Second, while the stoves work terrifically, adopting new technologies always takes time. People are used to cooking with traditional metal stoves, which are highly inefficient, or on open fires. Transitioning to the new stoves takes time, access, and know-how. Last year, ADES initiated a new mobile center that takes their products on the go, and skilled animators demonstrate and motivate people to adopt the new stoves. With our collaboration, the mobile center reached four countryside villages last year, and 300 households purchased stoves last year via the new mobile center. Follow-up surveys with those households, led by our university partners, revealed that more than 90% of the respondents were completely satisfied with their stoves. They reported reducing their charcoal use by half, which alleviates demand for fuel and also saved them on their household budget. We plan to host the mobile center to double their reach this year, and even expand their travel routes, this time including taking the stoves up-river by boat! Stay tuned for more.

The new ADES Mobile Center, raising awareness and demonstrating the use of the stoves during the World Lemur Day celebration, 2020.

Third, and most significantly to us, we see the value of fuel-efficient stoves as a means of diversifying household incomes. We have partnered with some of our most motivated participants in the remote countryside to re-distribute the stoves in their villages. These entrepreneurs buy the stoves from us at cost, and sell the stoves in their communities for a small profit. The price points are set in agreement among us and the communities, ensuring fair prices, and everyone benefits from the increased access to stoves. Diversifying incomes is an important step to develop resilience, buffering households during crises due to crop price volatility and economic crashes.

The ADES stoves are high quality and so rugged, they even come with a guarantee to replace the stove if it breaks. Many households report the stoves last 5+ years with no problems. By reducing the amount of carbon monoxide and particulates produced, the stoves also alleviate a significate source of pollution in the household. Because the task of cooking falls on women and young girls, this creates health disparities and women frequently have respiratory illnesses that negatively impact their productivity.

We are encouraged because the regional office of development in the SAVA region is especially focused on reducing fuelwood consumption. They are organizing a 3-day regional meeting of all actors related to the energy sector and invited the Lemur Center to participate and explain how we are contributing to this mission. This meeting will be an excellent opportunity for all actors to exchange experiences and develop a strategic action plan for creating sustainability in this important sector.

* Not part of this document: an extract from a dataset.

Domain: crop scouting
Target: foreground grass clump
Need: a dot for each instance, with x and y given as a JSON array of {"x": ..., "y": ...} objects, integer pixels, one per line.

Finally, what does all this have to do with lemur conservation? Decreasing the pressure on the forest where charcoal is produced is one important factor. Charcoal production often leads to forest fires, as well. Given that households reduce their charcoal use by half, we estimate that saves about 150-300 kg (around 330-660 lbs) per year per household. If we can reach our goal of 1,000 households served, that means at least 150,000kg of charcoal saved! Further, our Malagasy partners report to us that the reason people go to the forest to exploit natural resources is that it is their only means of earning income. By diversifying incomes via entrepreneurship and reducing the costs of fuel, households see many advantages from adopting the stoves. For all these reasons, the fuel-efficient stove project has remained an important piece of the puzzle for our multidisciplinary conservation project.

We are so thankful for all who have donated to support this project, including the DLC supporter who generously offered to match donations to fund this project for a full year!